社会人の学び直しでも同じ課題があり、時間設計が成否を決めると言っても過言ではありません。
本稿では、忙しい社会人でも学びを続けられる「学習時間のつくり方」を紹介します。
1 「時間がない」は本当か
実際のところ、社会人の時間が足りないのは事実です。しかし、「余った時間で学ぶ」という発想では一生始まりません。
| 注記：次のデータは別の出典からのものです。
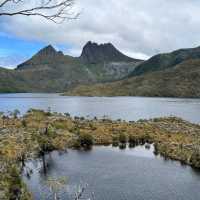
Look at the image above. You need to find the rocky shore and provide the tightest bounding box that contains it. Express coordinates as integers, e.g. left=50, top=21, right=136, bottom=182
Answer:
left=0, top=110, right=200, bottom=200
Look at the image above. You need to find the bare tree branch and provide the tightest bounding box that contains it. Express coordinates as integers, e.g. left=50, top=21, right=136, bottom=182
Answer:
left=0, top=0, right=79, bottom=23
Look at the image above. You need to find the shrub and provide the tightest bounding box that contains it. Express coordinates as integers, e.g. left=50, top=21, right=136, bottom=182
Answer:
left=119, top=133, right=127, bottom=143
left=112, top=135, right=119, bottom=146
left=79, top=133, right=93, bottom=147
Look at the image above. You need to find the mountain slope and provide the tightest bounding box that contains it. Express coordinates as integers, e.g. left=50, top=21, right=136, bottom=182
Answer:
left=66, top=59, right=200, bottom=98
left=129, top=47, right=200, bottom=77
left=0, top=43, right=142, bottom=92
left=80, top=42, right=139, bottom=64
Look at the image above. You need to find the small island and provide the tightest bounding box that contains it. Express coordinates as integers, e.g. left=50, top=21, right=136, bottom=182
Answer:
left=0, top=109, right=200, bottom=200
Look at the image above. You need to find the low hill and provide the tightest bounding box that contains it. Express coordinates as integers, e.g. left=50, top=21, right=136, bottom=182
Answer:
left=65, top=59, right=200, bottom=98
left=129, top=47, right=200, bottom=77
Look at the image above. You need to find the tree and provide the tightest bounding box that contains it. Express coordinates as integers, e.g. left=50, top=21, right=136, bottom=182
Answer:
left=0, top=0, right=78, bottom=23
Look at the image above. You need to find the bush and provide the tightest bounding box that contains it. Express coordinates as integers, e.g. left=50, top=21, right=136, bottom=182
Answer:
left=79, top=133, right=93, bottom=147
left=119, top=133, right=127, bottom=143
left=112, top=135, right=119, bottom=146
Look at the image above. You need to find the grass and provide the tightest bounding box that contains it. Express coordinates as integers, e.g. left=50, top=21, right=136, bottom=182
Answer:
left=0, top=110, right=200, bottom=199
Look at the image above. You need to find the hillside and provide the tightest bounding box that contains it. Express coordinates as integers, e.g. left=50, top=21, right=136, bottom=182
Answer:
left=129, top=47, right=200, bottom=77
left=66, top=59, right=200, bottom=97
left=0, top=42, right=142, bottom=92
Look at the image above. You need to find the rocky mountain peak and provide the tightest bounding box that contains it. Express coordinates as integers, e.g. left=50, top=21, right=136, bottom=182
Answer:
left=37, top=45, right=57, bottom=55
left=80, top=41, right=136, bottom=64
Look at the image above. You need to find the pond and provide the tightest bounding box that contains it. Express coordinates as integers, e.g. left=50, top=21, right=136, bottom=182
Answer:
left=23, top=146, right=200, bottom=200
left=0, top=93, right=200, bottom=123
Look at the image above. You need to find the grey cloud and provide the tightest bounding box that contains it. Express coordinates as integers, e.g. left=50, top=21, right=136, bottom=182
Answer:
left=0, top=0, right=200, bottom=58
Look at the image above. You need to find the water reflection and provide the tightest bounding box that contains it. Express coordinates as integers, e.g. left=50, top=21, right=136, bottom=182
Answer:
left=0, top=94, right=200, bottom=123
left=23, top=145, right=200, bottom=200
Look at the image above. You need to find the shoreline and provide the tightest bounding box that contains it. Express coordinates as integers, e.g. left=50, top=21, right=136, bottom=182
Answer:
left=0, top=109, right=200, bottom=199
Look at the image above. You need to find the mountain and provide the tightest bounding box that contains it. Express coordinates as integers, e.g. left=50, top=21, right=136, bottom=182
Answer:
left=0, top=42, right=142, bottom=92
left=65, top=59, right=200, bottom=98
left=130, top=47, right=200, bottom=77
left=66, top=47, right=200, bottom=98
left=80, top=42, right=139, bottom=64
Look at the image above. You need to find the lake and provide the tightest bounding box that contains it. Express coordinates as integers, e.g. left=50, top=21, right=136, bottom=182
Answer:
left=23, top=146, right=200, bottom=200
left=0, top=93, right=200, bottom=123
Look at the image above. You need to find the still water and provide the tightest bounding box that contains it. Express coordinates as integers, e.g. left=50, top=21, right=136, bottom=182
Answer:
left=0, top=93, right=200, bottom=123
left=23, top=146, right=200, bottom=200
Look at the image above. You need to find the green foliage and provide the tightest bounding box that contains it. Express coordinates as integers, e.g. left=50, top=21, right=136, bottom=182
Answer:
left=119, top=133, right=127, bottom=143
left=79, top=133, right=93, bottom=147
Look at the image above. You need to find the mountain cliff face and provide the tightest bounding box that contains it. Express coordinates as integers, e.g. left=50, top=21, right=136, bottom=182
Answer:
left=66, top=59, right=200, bottom=98
left=80, top=42, right=139, bottom=64
left=16, top=45, right=73, bottom=70
left=67, top=47, right=200, bottom=98
left=0, top=42, right=142, bottom=92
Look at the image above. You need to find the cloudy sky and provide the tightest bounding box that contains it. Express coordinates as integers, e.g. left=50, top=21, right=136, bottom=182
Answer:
left=0, top=0, right=200, bottom=67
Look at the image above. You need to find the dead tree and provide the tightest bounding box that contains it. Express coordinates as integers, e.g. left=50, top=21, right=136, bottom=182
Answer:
left=0, top=0, right=79, bottom=23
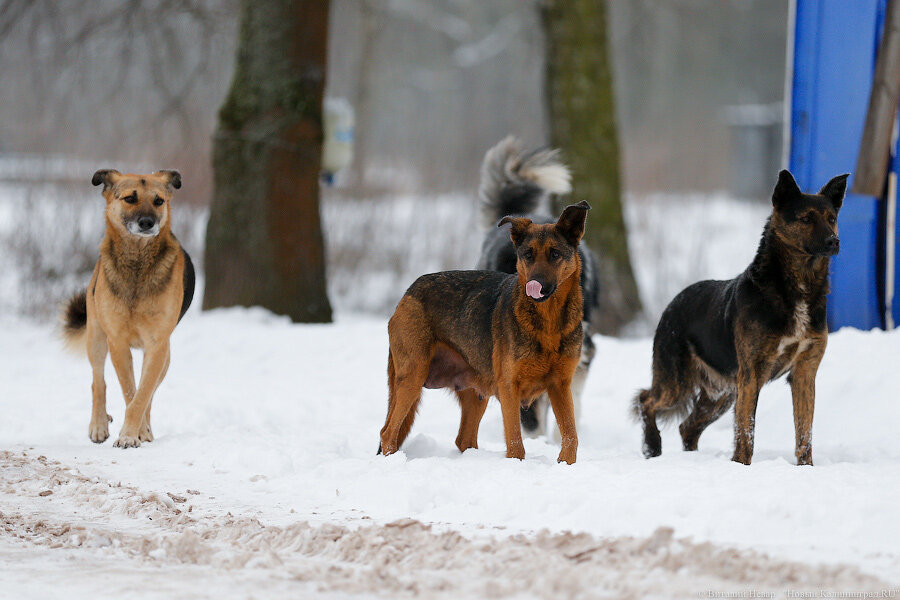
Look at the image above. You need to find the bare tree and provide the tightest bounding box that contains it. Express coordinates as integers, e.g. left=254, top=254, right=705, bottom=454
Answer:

大学でも、対面授業を減らして意図的に時間を生み出しました。
社会人も同じで、学習時間は “つくるもの” という前提が必要です。
2 まずは生活の棚卸しから
学習時間を確保するためには、現在の生活を可視化することが第一歩です。
よくある隠れた時間は次の通りです。
- 通勤時間
- 昼休憩の前後10分
- 家事の合間
- 仕事の開始前の15分
- スマホをなんとなく触っている時間
10〜20分のすき間時間も、積み上げれば週に数時間になります。
3 “固定の学び時間” をスケジュールに入れる
大学が学期の枠を変更したように、社会人も 「時間の枠を決める」 ことで学習が習慣化します。
おすすめは次の3つです。
- 毎朝 20〜30分
- 週末の午前の1〜2時間
- 通勤時間を特定の教材に固定
「いつやるか」を決めてしまうことで、学習は負担ではなく、生活のリズムの一部になります。
4 オンデマンド学習の“落とし穴”
オンデマンド教材は便利ですが、視聴しただけで理解した気になる「疑似学習」になりがちです。
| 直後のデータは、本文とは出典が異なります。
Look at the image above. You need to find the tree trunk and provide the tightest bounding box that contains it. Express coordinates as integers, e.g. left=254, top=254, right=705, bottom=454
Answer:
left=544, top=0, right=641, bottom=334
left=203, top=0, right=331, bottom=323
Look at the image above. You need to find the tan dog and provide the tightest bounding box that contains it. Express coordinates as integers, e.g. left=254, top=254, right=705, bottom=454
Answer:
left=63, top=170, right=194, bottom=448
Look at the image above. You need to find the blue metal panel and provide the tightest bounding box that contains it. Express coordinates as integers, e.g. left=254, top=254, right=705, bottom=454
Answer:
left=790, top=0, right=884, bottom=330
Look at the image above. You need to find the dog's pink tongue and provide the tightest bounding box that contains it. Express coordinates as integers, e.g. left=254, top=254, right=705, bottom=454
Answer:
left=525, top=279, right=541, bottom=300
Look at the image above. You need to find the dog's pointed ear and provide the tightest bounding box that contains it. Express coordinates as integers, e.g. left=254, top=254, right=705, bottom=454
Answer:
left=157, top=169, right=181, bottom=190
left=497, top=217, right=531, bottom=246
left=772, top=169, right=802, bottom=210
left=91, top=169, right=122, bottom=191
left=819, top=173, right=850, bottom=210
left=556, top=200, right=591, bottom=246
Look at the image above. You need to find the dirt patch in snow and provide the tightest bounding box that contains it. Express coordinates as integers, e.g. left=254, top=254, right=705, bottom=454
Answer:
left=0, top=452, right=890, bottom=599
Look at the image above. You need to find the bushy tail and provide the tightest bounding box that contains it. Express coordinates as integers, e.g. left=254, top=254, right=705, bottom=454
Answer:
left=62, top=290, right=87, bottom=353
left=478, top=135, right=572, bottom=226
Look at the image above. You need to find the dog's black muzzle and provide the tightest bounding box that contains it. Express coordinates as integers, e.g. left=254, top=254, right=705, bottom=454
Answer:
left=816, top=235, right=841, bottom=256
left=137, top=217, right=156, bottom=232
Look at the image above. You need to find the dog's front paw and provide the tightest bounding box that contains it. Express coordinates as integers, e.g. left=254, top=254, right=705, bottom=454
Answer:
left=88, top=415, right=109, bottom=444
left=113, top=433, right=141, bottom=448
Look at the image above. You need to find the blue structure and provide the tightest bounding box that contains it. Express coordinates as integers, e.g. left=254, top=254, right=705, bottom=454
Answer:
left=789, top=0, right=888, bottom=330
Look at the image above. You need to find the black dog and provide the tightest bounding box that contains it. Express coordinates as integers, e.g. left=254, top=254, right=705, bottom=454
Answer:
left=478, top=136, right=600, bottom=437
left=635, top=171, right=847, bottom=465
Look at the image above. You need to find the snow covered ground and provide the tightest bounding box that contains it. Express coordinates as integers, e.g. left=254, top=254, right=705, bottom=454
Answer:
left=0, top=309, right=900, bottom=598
大学でも、オンデマンド授業の導入に伴い学習効果の検証が課題になっています。
社会人も、学習効果を高めるには次の工夫が不可欠です。
- 視聴後に3行メモを書く
- 同僚やSNSでアウトプットする
- 実務に1つだけ反映してみる
“見たら終わり”の学びは定着しません。
5 家族の理解・同僚の協力も学び続ける鍵
大学では学習コミュニティの活性化が改革の一部です。
社会人も同じで、家族や同僚に「学び直し宣言」をするだけで継続率が上がります。
・学びの時間を家族と共有
・職場の学習コミュニティに参加
・目的を周囲に話して自分を縛る
環境づくりは意外と大きな力になります。
結論
大学での授業改革が示しているように、「時間の創出」は学びの質を左右する核心部分です。
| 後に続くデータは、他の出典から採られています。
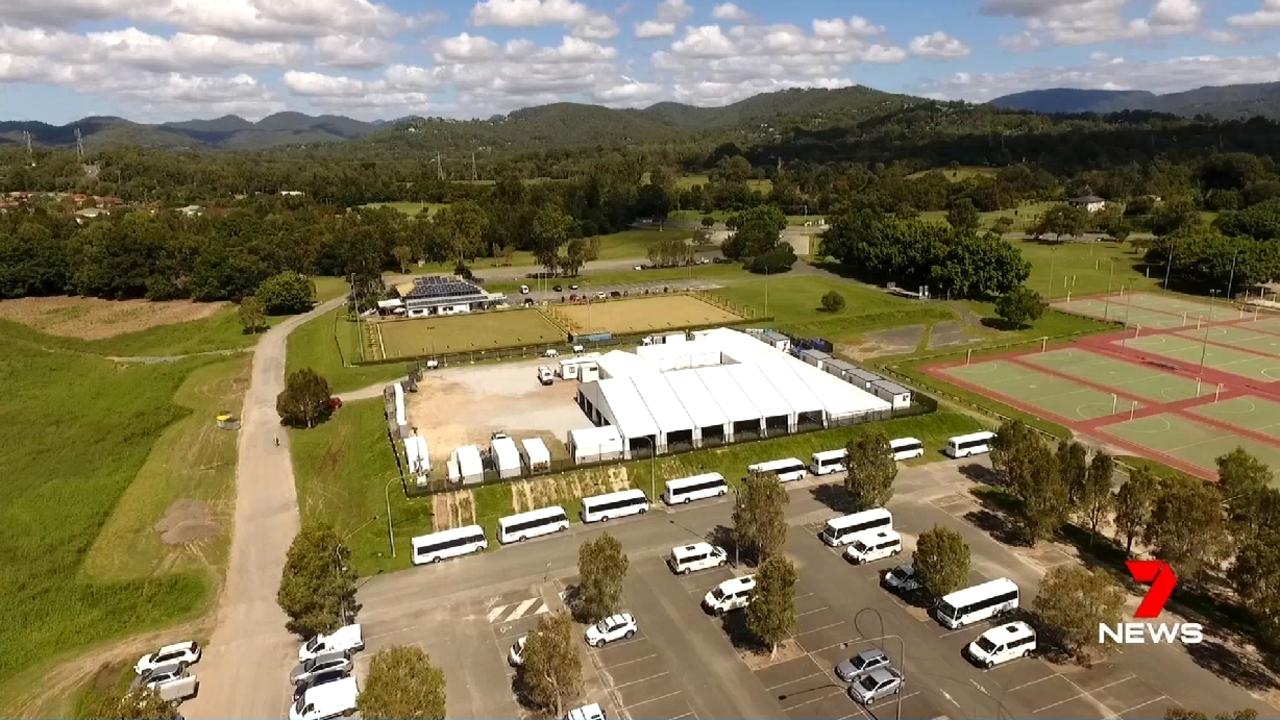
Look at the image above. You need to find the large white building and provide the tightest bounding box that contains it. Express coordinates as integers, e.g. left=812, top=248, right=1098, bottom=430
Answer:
left=577, top=328, right=893, bottom=459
忙しい社会人こそ、まずは“学習の枠組みづくり”から始めることが大切です。
小さな時間の積み重ねが、長期的なキャリアの大きな差につながります。
出典
・日本経済新聞「東洋大、自己研さんに重点 オンデマンドで対面授業短く」
・日本経済新聞「改革の効果最大化へ、『学び』の意識醸成を」
という事で、今回は以上とさせていただきます。
次回以降も、よろしくお願いします。